I don't have the GADM files anymore (they're huge). You can download the entire world here: http://www.gadm.org/version2.
@njmattes I've created a folder at /var/www/gadm
and downloaded the entire world there (by the way, super fast - 334MB in 14s). It is still zipped, and I would like to hear from @legendOfZelda if he tried to ingest shapefiles on his tests, and if we need to change something prior to ingest.
i ingested the .shp
file into a table called regions
using ogr2ogr
. the table with its columns was created by ogr2ogr
itself but we don't really want all these columns (varname_1
, nl_name_1
, engtype_1
, etc). all we need is a primary key, geom, and a JSON with the metadata (that can contain the geometry again, not super efficient in space but convenient).
besides, a new .shp
file might have other attributes than those, forcing us to let ogr2ogr
create a new table for that .shp
file. however, it is possible to append a .shp
file to an existing PostGIS table as explained here: http://spatialmounty.blogspot.com/2015/05/ogr2ogr-append-new-shapefile-to.html. that requires mapping the attributes in the .shp
file to attributes that already exist in the table but it will lead to cumbersome NULLs anyway because shapefiles are not uniform, i.e. don't always have the same metadata fields.

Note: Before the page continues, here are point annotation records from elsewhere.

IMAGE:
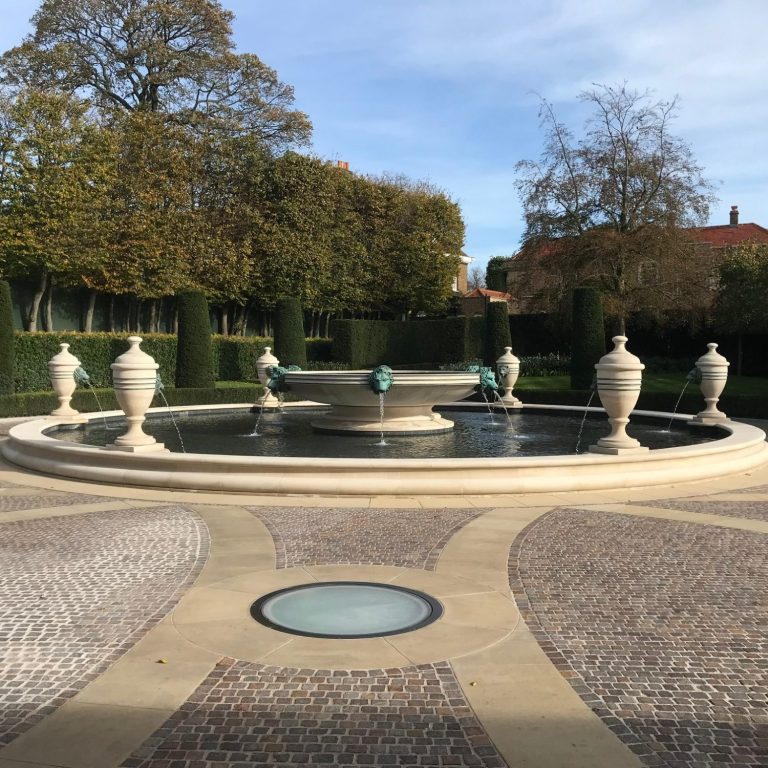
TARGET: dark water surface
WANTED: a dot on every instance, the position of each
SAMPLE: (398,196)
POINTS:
(289,434)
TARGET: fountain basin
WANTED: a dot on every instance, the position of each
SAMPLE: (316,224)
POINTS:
(407,405)
(743,449)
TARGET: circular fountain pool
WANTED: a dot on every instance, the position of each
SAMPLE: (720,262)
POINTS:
(482,472)
(346,609)
(475,433)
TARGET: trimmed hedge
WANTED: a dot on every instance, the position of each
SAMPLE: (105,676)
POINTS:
(7,351)
(290,343)
(368,343)
(234,357)
(588,342)
(497,334)
(194,356)
(40,403)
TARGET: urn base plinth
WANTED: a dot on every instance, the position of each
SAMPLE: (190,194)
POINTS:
(148,448)
(616,450)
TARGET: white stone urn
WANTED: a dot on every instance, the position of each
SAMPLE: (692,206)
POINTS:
(263,363)
(714,375)
(61,370)
(619,377)
(134,375)
(508,368)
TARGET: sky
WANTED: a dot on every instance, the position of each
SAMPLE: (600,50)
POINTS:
(448,90)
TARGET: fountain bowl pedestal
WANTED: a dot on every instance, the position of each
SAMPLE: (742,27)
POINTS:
(407,405)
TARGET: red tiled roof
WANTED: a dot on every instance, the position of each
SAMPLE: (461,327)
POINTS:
(480,292)
(723,235)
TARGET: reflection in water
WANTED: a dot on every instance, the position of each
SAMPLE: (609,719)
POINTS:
(288,433)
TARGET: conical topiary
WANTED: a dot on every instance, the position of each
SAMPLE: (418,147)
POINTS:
(290,342)
(194,351)
(497,335)
(7,352)
(588,341)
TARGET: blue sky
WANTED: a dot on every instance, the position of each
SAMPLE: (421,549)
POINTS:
(445,90)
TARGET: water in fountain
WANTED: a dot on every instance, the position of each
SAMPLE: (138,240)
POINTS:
(693,375)
(82,377)
(159,386)
(501,402)
(584,417)
(382,441)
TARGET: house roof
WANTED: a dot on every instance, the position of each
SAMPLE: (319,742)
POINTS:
(478,293)
(723,235)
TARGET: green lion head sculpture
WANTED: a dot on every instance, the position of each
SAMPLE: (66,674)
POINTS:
(380,379)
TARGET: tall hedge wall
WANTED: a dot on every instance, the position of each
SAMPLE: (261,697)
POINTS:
(194,356)
(367,343)
(588,341)
(7,351)
(234,357)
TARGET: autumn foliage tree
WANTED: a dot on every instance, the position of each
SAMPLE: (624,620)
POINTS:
(617,201)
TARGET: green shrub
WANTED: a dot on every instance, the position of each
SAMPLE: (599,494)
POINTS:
(497,334)
(7,349)
(544,365)
(588,342)
(194,353)
(290,343)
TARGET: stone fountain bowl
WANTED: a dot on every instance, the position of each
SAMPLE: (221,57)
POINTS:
(407,405)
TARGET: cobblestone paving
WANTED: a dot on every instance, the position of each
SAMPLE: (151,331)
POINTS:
(412,538)
(247,715)
(77,592)
(11,503)
(755,510)
(660,626)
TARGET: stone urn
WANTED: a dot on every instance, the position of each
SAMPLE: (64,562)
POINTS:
(134,376)
(619,377)
(508,369)
(713,368)
(61,370)
(263,364)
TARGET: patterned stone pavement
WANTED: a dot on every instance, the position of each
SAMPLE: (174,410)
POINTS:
(660,626)
(412,538)
(248,715)
(755,510)
(77,592)
(10,502)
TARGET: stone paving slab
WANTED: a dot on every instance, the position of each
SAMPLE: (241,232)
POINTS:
(412,538)
(753,510)
(253,715)
(10,502)
(660,626)
(77,592)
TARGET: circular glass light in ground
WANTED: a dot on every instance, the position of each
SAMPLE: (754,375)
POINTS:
(346,609)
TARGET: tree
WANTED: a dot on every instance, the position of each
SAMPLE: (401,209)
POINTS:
(54,184)
(617,202)
(495,279)
(740,306)
(476,279)
(171,56)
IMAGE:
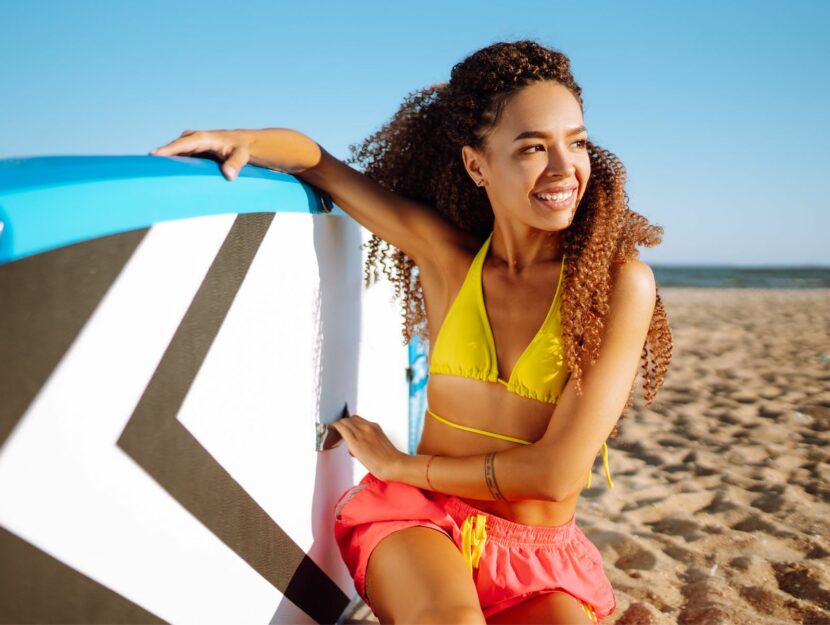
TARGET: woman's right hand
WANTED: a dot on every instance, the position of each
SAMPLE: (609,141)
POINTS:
(231,147)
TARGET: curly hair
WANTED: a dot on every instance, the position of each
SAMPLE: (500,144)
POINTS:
(416,155)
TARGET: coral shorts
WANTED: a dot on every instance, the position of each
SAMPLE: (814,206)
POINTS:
(509,562)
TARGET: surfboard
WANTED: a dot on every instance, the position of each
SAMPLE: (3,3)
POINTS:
(171,342)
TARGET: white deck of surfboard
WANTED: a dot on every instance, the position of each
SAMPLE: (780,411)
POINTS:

so because of that, again, i suggest we use a table regions(uid=primary key, geom=geometry, meta_data=JSON)
that is able to store heterogeneous shapefiles (i guess that goes with your question @ricardobarroslourenco of whether we need to 'change something prior to ingest'...?). to achieve that i am planning to use ogr2ogr
to first convert a .shp
to a .geojson
and then ingest document by document, also making use of PostGIS' ST_GeomFromGeoJSON
.
let me know if you c a better approach.
As said on monday, for this prototype, it is ok to use ogr2ogr
. But on a further iteration should be interesting to replace into a more customized function, to avoid the generation of blank columns.
how about this schema here?
CREATE TABLE regions_meta (
uid bigserial primary key,
name text, # e.g. GADM, EEZ
version text, # for e.g. GADM: 1, 2.0, 2.7, 2.8 ;
# for e.g. EEZ: 1, 2, 3, ..., 6, 6.1, 7, 8
attributes text[] # for e.g. GADM v2.8: ID_0, NAME_0, VARNAME_0, TYPE_0, ...
# for e.g. EEZ v8: ID, OBJECTID_1, EEZ, Country, Sovereign, Remarks, ...
);
CREATE TABLE regions (
uid bigserial primary key,
geom geometry,
meta_data jsonb, # key-value pairs with keys = attributes from regions_meta
meta_id bigint references regions_meta(uid)
);
to support GADM
, EEZ
(Exclusive Economic Zones Boundaries), and others, e.g. the ones mentioned in http://www.gadm.org/links
i am almost done with writing the ingestion script for shapefiles such as for GADM, EEZ (exclusive economic zones), etc. once we have these tables filled up we can specify polygons by ID which again is convenient when specifying the flask URL.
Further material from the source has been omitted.